Hingis was a child prodigy and won her first Grand Slam, the Wimbledon doubles with Helena Sukova, when she was still 15.

A year later she became number one in the world in singles and won three of the four Grand Slam titles on offer, while also reaching the final in Paris.

"I thought about it, actually I didn't know mixed doubles was a part of the Olympics," added Federer.

"The only partner I could imagine myself playing with was Martina because she's been such an amazing player from such a young age.

"She's only one year older than me and in some ways I learnt so much from her about how to play at the highest level for so long. She drove me and inspired me as well.

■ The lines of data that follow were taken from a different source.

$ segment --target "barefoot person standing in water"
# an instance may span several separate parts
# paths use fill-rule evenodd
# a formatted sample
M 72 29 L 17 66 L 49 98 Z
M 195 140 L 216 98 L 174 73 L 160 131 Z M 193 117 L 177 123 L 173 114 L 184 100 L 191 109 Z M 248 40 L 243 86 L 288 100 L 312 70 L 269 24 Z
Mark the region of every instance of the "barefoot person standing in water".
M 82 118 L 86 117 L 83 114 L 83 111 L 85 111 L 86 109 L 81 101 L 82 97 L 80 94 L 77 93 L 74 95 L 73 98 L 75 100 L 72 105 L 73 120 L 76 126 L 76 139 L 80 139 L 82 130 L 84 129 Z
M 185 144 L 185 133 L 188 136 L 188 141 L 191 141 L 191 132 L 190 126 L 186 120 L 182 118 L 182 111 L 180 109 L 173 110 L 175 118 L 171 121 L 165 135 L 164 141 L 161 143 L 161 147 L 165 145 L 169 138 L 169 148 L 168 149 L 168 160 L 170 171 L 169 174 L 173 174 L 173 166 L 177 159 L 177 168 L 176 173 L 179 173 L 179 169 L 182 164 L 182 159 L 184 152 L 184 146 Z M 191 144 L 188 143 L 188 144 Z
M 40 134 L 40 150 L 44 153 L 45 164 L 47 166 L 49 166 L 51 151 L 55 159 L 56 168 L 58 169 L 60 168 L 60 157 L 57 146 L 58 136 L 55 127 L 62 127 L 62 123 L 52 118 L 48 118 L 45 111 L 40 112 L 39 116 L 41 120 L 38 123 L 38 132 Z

"I spoke with Martina on the phone and she said I don't think we should do it, I would love to do it but you should concentrate on the singles and doubles.

"It would be crazy, I wouldn't do it. So I said ok, we don't do it, we're both very happy, you're happy in retirement and I'm happy on court.

"It was a good conversation, in a way I'm disappointed but it was the smart decison to make."

Federer may have turned 30 and dropped down to number three in the world behind Novak Djokovic and Rafael Nadal, but he insists he still has his eyes set on return to the top of the rankings.

Two years ago he beat Andy Murray to win the Australian Open and last year he reached the final at Roland Garros, where he lost to Nadal for the fourth timme in six years.

"I'm so close (to number one), give me one big or two big tournaments and I'm in it," said Federer.

"I'm looking forward to the next few months because it's going to be an amazing stretch of tournaments starting on clay all the way through to the US Open.

"It's going to be make or break for many of the players at that part of the season, I hope I can play my very best there and launch an attack on the world number one."